Just above the tiny town of Joshua Tree, on the edge of the national park with the same name in the Mojave Desert, we found our rented house. A Technicolor house, street side painted persimmon, the other side in shades of chartreuse.
The owners of the house are a Hollywood director and costume designer, and their house is full of an eclectic mix of second-hand pictures and furniture, shelves with books about the desert, movie posters, and videos (labels indicated they were sent to a member of the Academy for Academy Award review).
Saturday morning as we drove the paved road into the park, we saw piles of room-size boulders scattered across the desert floor. It’s said they look like casually piled giant’s blocks, but their edges are softened and their surface gritty like sandpaper.
Joshua trees (a species of yucca) stand widely apart as far as the eye can see. They look endearing as they lift their sturdy branches (pompons of spiny prickles for leaves) in welcome or startle. (Posing for photos it was always temping to lift our arms and bend our hands in imitation.)
In a cold wind but bright sun, we began a hike to an old mine. We tried to follow a sandy trail, sometimes marked and sometimes hidden, through scrubby low-growing pinyon and juniper. Flat at first, the route climbed steeply up a rocky hill to a plateau.
Thanks to watching another party who knew the route, we found the easy-to-miss mineshaft and miner’s shack. Built into a boulder pile, the shelter has a glass window (with most panes intact), a fireplace and cook stove (mortared rocks for chimneys), a natural bed-shaped alcove, and an insert of shingled roof made from flattened cans.
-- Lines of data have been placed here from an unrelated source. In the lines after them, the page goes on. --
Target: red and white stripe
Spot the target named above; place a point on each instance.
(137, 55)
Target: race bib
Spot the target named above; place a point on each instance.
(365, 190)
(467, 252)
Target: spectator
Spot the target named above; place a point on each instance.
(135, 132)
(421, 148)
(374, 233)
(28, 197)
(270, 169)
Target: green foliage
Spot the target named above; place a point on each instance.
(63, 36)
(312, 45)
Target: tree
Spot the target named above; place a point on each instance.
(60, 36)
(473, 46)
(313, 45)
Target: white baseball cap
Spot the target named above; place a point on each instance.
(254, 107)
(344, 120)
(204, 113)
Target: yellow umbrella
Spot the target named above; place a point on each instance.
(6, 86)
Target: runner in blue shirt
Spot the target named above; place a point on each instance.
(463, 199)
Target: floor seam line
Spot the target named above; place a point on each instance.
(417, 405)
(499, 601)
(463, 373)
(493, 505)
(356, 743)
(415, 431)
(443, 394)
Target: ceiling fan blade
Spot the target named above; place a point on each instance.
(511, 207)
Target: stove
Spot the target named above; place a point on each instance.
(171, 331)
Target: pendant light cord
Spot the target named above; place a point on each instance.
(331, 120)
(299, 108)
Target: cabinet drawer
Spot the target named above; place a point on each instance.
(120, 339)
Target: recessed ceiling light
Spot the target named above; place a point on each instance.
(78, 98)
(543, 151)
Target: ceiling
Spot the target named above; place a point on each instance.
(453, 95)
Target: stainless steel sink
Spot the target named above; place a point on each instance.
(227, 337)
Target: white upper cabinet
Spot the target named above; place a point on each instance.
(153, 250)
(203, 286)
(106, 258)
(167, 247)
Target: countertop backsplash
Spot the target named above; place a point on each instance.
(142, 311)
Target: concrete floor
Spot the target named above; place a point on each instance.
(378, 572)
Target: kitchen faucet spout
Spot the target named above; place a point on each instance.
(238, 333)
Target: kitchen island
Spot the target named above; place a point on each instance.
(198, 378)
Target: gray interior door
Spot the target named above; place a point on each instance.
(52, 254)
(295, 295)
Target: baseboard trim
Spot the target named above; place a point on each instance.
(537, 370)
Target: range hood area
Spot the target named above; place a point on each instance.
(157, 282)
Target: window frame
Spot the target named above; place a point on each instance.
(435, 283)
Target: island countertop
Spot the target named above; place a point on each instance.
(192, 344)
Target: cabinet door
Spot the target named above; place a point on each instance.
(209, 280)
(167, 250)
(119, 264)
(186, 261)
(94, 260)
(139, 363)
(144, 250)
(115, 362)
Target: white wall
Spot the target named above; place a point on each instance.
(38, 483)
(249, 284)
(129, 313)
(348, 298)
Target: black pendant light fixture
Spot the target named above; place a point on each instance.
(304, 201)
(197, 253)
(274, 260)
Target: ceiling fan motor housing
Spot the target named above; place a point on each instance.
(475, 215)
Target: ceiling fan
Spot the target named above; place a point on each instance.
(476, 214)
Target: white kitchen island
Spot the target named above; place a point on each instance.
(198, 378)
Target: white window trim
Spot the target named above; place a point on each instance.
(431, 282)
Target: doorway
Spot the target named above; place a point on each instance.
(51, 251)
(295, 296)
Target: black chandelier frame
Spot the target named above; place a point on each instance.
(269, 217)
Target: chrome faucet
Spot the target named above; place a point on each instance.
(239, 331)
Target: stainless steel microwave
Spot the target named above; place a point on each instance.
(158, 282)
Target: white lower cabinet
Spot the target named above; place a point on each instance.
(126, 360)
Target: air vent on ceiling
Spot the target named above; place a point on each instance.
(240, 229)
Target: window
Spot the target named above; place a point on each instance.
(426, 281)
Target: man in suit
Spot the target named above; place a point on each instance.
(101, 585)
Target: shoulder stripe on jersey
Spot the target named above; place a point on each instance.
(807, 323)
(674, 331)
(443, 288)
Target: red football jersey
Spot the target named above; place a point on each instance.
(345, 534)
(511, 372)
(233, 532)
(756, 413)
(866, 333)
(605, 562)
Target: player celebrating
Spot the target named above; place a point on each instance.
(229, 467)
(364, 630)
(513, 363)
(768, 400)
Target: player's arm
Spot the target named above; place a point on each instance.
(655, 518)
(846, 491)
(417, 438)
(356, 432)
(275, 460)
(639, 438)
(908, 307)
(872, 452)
Packing-box shelves held rusty tin cans.
We sat outside to eat lunch looking off toward more park in the distance, and talked about what it would be like to spend the night in that cabin – wondering if it would be warm from the fires.
Sunday morning we hiked up Ryan Mountain, hoods raised against the cold wind – 1000 feet of elevation gain but with a well-worn path including many steps cut from rock. At the top – 5000 feet up – we could see in all directions – but found a sheltered spot lower down for lunch.
I loved seeing a brand new landscape – and two tarantulas, pink pincushion cactus, car-sized boulders balanced precariously on others, and shrubby blooming plants growing impossibly from cracks in a rock face. But best of all, I loved being together – from oatmeal in the morning to sitting by the fire at night, stars overhead, and plenty of laughing at parental foibles.
It feels really lucky to have been on the edge of the young people’s lives for a few days – and then do something different, together, on the weekend.